Todd Fredson

Todd Fredson

Photo by Lee Harmon

Bio

Todd Fredson is a poet, scholar, and translator of Afro-francophone and West African literature. He has made French to English translations of two books by Ivorian poet Josue Guebo: Think of Lampedusa and My country, tonight. Fredson is currently working with Azo Vauguy to translate from French and Bété to English Vauguy's book-length poem, Zakwato, which is an adaptation of a myth from the Bété ethnic group in the Ivory Coast. Fredson was a 2015-16 Fulbright Fellow to the Ivory Coast. The future Has an Appointment with the Dawn will be published by the University of Nebraska as part of its African Poetry Book Series.

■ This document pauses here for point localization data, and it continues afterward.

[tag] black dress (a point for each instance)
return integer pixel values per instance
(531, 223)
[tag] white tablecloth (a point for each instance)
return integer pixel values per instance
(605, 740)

I’m grateful for the NEA Translation Fellowship and hope it will bring visibility to the West African poets I’ve been translating, as well as the presses who have been doing the publishing—Action Books, the African Poetry Book Series at the University of Nebraska. Literary work translated out of Sub-Saharan Africa is rare, and women, even in the original languages, are drastically underrepresented. Tanella Boni is a foundational figure in African literature but has only a handful of poems translated into English, so I’m excited that the NEA offered support for this translation of her collection, The Future Has an Appointment with the Dawn, which reckons with the Ivory Coast’s recent ethnic violence.

From The Future Has an Appointment with the Dawn by Tanella Boni

[translated from the French]

And the signs of the coming rupture
tiptoe across your lips
your bursts of laughter kindle kindness
the complexion of your soul
tints the transparent light
balances the resistance of the sky
a strongbox in the corner of the heart
opens doors behind which words of happiness
have been hoarded
and the day husks these remarks
like an ancestor in the shade of a ficus
who has gone astray in the streets of the city

Original in French

About Tanella Boni

Tanella Boni (b. 1954) is one of the most prominent poets, novelists, essayists, and philosophers of francophone Africa, and yet, only a handful of her poems are available in English. Published in 2011 and characterized by its spare lyricism, the 86-page collection The Future Has an Appointment with the Dawn is divided into two sections: "Land of Hope" and "The Assassinated Life." The collection reckons with the Ivory Coast's rupture as ethnic violence and civil war overwhelmed daily life in the country through the first decade of the new millennium.